Women aged ≥18 years with newly diagnosis of BC (stage 0-III) and body mass index (BMI) ≤ 30 kg/m were included in this cross-sectional analysis. Anthropometry, indirect calorimetry, and bioelectrical impedance analysis (BIA) were performed. Patients with BC data were compared to healthy women with similar age and BMI range. Measured REE (mREE) was compared against 15 predictive equations. Agreement between methods was evaluated using Bland-Altman analysis.
We included 106 women with BC (age 49.9 ± 11.1 years and BMI 24.5 ± 2.8 kg/m) and 75 women as control group. There were no differences in age, anthropometry, and BIA variables between groups, except for percentage fat mass. Measured REE values, alone and adjusted for fat-free mass (FFM) and age, were higher in patients with BC compared to controls (+4.3 % and +6.1 %, respectively). Regarding REE prediction, most of the selected equations underestimated mREE. Precision varied widely, with the two Marra equations showing the highest agreement (73 % and 74.5 %) along with the Müller equation (74 %), however, the wide limit of agreement range indicates substantial variability.
Women with early-stage BC exhibited higher mREE compared to controls, albeit its clinical significance is unknown. None of the selected predictive equations provided accurate and precise REE estimates in this group. Although the Marra equation displayed the highest agreement, further studies are needed to evaluate REE variability and its prediction in women with BC.
乳腺癌(BC)常与肥胖、代谢综合征和肌肉减少症相关。因此,测量或准确估计静息能量消耗(REE)对于定制营养需求、管理体重和预防营养不足或过度至关重要。我们旨在测量和比较 BC 患者与匹配对照组之间的 REE。此外,还评估了选定公式的预测准确性。
本横断面分析纳入了新诊断为 BC(0-III 期)且体重指数(BMI)≤30kg/m²的年龄≥18 岁的女性。进行了人体测量学、间接测热法和生物电阻抗分析(BIA)。将 BC 患者的数据与年龄和 BMI 范围相似的健康女性进行比较。测量的 REE(mREE)与 15 个预测公式进行比较。使用 Bland-Altman 分析评估方法之间的一致性。

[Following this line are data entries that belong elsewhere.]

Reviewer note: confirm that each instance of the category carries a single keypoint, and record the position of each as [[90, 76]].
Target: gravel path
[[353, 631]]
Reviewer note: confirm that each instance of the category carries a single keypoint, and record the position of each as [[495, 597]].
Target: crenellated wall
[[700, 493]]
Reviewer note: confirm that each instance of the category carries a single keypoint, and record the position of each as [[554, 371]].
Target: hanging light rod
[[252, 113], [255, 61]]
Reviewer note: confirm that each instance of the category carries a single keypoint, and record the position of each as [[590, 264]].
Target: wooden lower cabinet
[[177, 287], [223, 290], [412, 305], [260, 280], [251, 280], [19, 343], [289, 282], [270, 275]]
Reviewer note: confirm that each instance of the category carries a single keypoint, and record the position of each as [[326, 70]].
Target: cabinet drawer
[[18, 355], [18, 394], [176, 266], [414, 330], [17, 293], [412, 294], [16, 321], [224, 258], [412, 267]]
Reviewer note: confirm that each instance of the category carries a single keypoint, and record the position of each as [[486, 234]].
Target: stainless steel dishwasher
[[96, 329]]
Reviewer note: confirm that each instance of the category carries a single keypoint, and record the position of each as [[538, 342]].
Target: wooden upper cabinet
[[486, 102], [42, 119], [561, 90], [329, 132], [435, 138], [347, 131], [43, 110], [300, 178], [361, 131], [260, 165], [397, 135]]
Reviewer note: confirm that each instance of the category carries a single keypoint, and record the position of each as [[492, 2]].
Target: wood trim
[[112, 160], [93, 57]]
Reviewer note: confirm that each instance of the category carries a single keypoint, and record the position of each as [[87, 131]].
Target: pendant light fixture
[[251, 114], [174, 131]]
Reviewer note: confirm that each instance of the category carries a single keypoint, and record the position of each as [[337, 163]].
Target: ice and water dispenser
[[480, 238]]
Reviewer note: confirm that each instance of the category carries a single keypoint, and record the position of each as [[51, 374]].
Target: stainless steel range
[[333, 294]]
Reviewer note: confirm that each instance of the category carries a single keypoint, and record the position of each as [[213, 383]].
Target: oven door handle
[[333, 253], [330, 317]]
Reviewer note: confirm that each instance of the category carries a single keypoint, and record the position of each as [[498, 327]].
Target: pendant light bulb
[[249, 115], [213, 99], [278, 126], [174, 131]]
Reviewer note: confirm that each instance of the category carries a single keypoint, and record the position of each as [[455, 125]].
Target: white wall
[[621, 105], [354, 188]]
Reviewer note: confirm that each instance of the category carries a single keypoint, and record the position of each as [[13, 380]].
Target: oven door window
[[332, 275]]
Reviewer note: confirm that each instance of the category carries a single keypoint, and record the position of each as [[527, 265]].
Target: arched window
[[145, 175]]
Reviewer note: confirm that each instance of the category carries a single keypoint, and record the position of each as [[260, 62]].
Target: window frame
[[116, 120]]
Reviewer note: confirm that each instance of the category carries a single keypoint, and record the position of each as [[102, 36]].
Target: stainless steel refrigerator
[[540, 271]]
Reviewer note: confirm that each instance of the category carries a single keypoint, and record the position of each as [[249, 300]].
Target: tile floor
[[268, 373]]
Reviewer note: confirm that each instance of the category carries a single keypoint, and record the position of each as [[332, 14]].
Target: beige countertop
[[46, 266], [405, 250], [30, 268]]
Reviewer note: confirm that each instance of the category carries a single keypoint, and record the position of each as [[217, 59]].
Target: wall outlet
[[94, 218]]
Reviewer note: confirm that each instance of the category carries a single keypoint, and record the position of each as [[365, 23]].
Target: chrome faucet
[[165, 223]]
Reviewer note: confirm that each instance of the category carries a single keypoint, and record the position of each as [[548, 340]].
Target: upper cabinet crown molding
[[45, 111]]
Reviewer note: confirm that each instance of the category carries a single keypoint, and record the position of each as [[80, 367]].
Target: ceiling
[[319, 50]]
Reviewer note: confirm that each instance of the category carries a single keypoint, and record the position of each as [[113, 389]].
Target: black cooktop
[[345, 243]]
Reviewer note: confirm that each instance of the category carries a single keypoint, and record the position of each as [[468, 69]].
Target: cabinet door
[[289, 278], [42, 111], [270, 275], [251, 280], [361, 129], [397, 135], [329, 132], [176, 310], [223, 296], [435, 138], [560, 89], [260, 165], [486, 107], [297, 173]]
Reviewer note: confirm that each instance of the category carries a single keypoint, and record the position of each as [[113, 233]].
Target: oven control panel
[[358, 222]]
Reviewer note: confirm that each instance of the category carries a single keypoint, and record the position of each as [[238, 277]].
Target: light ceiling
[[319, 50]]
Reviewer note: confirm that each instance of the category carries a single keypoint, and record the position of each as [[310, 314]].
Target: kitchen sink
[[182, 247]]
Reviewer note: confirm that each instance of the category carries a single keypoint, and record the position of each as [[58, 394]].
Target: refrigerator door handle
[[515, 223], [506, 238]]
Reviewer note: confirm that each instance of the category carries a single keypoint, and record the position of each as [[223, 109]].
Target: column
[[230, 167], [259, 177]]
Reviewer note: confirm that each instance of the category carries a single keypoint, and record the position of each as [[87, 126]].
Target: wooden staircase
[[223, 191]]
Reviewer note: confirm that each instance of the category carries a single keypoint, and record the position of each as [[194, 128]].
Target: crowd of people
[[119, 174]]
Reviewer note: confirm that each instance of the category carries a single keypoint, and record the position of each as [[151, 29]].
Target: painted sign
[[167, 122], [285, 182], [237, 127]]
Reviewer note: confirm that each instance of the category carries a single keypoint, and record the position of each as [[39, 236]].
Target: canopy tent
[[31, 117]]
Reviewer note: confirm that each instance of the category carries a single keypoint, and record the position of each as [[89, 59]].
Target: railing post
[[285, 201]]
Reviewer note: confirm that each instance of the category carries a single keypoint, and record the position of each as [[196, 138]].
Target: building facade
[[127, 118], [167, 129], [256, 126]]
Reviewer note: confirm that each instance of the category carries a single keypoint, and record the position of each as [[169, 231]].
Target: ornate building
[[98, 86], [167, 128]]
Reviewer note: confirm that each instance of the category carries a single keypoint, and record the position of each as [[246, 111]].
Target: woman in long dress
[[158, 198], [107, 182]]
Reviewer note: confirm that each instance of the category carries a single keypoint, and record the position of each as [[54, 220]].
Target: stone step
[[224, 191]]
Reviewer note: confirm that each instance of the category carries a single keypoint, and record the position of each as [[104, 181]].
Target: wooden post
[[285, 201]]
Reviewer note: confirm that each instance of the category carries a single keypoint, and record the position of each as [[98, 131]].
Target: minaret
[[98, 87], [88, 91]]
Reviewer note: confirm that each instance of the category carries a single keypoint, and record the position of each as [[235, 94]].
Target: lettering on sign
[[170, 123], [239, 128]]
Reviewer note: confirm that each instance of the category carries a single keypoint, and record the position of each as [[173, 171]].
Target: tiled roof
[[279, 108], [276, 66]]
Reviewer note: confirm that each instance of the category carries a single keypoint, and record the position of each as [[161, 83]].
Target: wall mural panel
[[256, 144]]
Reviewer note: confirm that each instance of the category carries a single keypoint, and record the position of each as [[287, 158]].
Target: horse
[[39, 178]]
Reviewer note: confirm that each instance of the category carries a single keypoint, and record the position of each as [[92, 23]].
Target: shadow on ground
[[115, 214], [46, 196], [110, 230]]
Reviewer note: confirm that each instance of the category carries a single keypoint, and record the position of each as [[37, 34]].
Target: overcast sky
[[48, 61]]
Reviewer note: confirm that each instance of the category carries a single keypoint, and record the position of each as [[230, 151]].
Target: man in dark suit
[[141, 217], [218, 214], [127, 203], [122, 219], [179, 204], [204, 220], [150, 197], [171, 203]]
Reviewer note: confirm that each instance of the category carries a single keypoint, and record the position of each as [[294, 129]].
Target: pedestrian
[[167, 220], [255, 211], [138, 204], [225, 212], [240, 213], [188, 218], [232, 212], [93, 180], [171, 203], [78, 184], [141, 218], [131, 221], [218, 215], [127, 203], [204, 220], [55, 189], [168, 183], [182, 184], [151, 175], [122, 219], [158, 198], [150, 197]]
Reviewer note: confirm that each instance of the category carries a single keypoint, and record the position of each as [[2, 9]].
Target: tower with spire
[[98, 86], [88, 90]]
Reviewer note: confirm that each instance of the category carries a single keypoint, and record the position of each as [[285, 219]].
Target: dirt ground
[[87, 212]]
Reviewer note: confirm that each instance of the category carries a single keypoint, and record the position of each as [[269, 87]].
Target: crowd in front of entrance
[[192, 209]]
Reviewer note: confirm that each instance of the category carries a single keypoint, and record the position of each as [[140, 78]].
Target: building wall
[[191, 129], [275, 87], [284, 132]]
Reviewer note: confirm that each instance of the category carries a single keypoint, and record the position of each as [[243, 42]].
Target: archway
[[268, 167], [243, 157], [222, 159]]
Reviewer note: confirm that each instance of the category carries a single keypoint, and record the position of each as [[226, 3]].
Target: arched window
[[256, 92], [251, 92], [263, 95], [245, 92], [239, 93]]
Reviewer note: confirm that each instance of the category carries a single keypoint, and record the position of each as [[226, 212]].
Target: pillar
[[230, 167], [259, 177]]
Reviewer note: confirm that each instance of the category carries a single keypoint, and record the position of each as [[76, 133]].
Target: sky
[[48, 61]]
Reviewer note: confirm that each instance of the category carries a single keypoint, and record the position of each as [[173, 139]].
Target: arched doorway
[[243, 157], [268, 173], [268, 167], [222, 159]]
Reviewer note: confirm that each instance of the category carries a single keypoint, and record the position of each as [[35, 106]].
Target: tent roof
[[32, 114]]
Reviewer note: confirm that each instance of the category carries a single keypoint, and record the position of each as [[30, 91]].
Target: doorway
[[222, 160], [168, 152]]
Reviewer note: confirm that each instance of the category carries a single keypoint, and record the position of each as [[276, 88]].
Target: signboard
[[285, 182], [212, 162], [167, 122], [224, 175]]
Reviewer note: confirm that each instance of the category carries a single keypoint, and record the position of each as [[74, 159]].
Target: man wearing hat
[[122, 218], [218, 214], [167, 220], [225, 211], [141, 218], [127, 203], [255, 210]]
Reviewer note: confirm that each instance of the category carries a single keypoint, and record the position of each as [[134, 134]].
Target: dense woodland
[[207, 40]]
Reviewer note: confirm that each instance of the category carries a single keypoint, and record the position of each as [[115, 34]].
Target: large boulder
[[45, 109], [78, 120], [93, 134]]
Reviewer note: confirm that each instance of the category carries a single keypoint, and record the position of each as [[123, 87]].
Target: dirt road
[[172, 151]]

我们纳入了 106 名 BC 患者(年龄 49.9±11.1 岁,BMI 24.5±2.8kg/m²)和 75 名对照组女性。两组在年龄、人体测量学和 BIA 变量方面无差异,除了体脂肪百分比。与对照组相比,BC 患者的测量 REE 值(未调整和调整 FFM 和年龄后)分别高 4.3%和 6.1%。关于 REE 预测,大多数选定的公式均低估了 mREE。精确度差异很大,Marra 两个公式(分别为 73%和 74.5%)和 Müller 公式(74%)的一致性最高,但宽的差值范围表明存在较大的变异性。
与对照组相比,早期 BC 女性表现出更高的 mREE,但其临床意义尚不清楚。在该组中,没有一个选定的预测公式能够提供准确和精确的 REE 估计。虽然 Marra 公式显示出最高的一致性,但仍需要进一步研究来评估 BC 女性的 REE 变异性及其预测。